Leaving a job in order to take advantage of an early retirement incentive has been found not to constitute good cause for leaving one's employment where continuing work is available (see Matter of Cuomo-Perez [Commissioner of Labor], 3 AD3d 777, 778 [2004]; Matter of Salerno [Commissioner of Labor], 279 AD2d 935 [2001]). Claimant here voluntarily decided to participate in a retirement incentive program that, following the cessation of her employment, would pay her a weekly amount to continue until she accumulated 30 years of[*2]service at which time she would collect her pension. Although claimant stated that she elected to participate in the program because she was told that her department was going to be disbanded, it was still operational at the time she resigned, and the employer's representative denied making any such representations. In view of the foregoing, substantial evidence supports the Board's finding that claimant voluntarily left her employment without good cause. Likewise, inasmuch as claimant inaccurately represented when applying for benefits that she left her job due to a lack of work, we find no reason to disturb the Board's imposition of a recoverable overpayment (see Labor Law § 597 [4]; Matter of LoRusso [Commissioner of Labor], 68 AD3d 1317, 1318 [2009]; Matter of Goldberg [Commissioner of Labor], 55 AD3d 1120, 1121 [2008]).

Mitchell H. Rubinstein

May 18, 2011 in Employment Law | Permalink | Comments (0)

Tuesday, May 17, 2011

Judge Can Remove Correction Officer Notwithstanding CBA

Matter of County of Broom v. Dist. Council 82, ____A.D.3d____(3rd Dep't Jan. 20, 2011), is an important case. A judge directed that a correction officer never set foot in his courthouse again. But what about the CBA? Can he arbitrate that? No, holds the 3rd Department, explaining:

"Under the two-prong inquiry governing arbitrability of disputes, courts must ascertain [first] whether the parties may arbitrate their dispute and, if so, whether they agreed to do so" (Matter of New York State Correctional Officers & Police Benevolent Assn., Inc. [New York Dept. of Civ. Serv.], 70 AD3d 240, 243 [2009]; see Matter of United Fedn. of Teachers, Local 2, AFT, AFL-CIO v Board of Educ. of City School Dist. of City of N.Y., 1 NY3d 72, 78-79 [2003]). The subject matter of the dispute controls the analysis under the first prong, and the court must determine "whether there is any statutory, constitutional or public policy prohibition against arbitration of the grievance" (Matter of City of Johnstown [Johnstown Police Benevolent Assn.], 99 NY2d 273, 278 [2002]; see Matter of City of New York v Uniformed Fire Officers Assn., Local 854, IAFF, AFL-CIO, 95 NY2d 273, 280 [2000]; Matter of New York State Correctional Officers & Police Benevolent Assn. v State of New York, 94 NY2d 321, 327 [1999]). If such a prohibition is found, the claim may not be arbitrated, regardless of whether the parties agreed to do so (see Matter of County of Chautauqua v Civil Serv. Empls. Assn., Local 1000, AFSCME, AFL-CIO, County of Chautauqua Unit 6300, Chautauqua County Local 807, 8 NY3d 513, 519 [2007]; Matter of City of New York v Uniformed Fire Officers Assn., Local 854, IAFF, AFL-CIO, 95 NY2d at 280-281). We are mindful that "judicial intervention on public policy grounds constitutes a narrow exception to the otherwise broad power of parties to agree to arbitrate all of the disputes arising out of their juridical relationships" (Matter of New York City Tr. Auth. v Transport Workers Union of Am., Local 100, AFL-CIO, 99 NY2d 1, 6-7 [2002]). Nevertheless, we conclude that public policy prohibits arbitration of respondent's grievance.

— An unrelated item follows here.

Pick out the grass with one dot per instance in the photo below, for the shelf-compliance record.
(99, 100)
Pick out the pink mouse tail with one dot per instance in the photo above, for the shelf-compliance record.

The public policy implicated here derives from the courts' inherent authority to maintain the integrity of the judicial process, manage their judicial functions, and guard their independence (see Wehringer v Brannigan, 232 AD2d 206, 207 [1996], appeal dismissed 89 NY2d 980 [1997]; Matter of Spike, 99 Misc 2d 178, 181-182 [1979]). That inherent authority is reflected in the responsibility of the administrative judges to ensure "the orderly administration of the courts within the area of their administrative responsibility" (22 NYCRR 80.2 [d]). The Administrative Judge was acting within his responsibility when he directed that Harder, an officer of the court (see County Law § 650), permanently reassign Mooney from duties that would require him to enter a Broome County courthouse. Respondent contests the assignment on the ground that it constituted a disciplinary action taken without resort to the bargained-for disciplinary procedure, and seeks Mooney's immediate reinstatement to his bid assignment of court holding officer. We agree with Supreme Court, however, that Mooney's reinstatement to his former court officer duties by an arbitrator would encroach upon the authority of judges to manage their courtrooms. While respondent argues that the inherent authority of judges to control their courtrooms does not implicate a public policy interest, such an encroachment upon the court's authority is, in our view, contrary to strong public policy and would frustrate the orderly administration of justice (see Matter of Crosson v New York State Supreme Ct. Officers Assn., ILA, Local 2013, AFL-CIO, 157 Misc 2d 390, 394-395 [1993]). [*3]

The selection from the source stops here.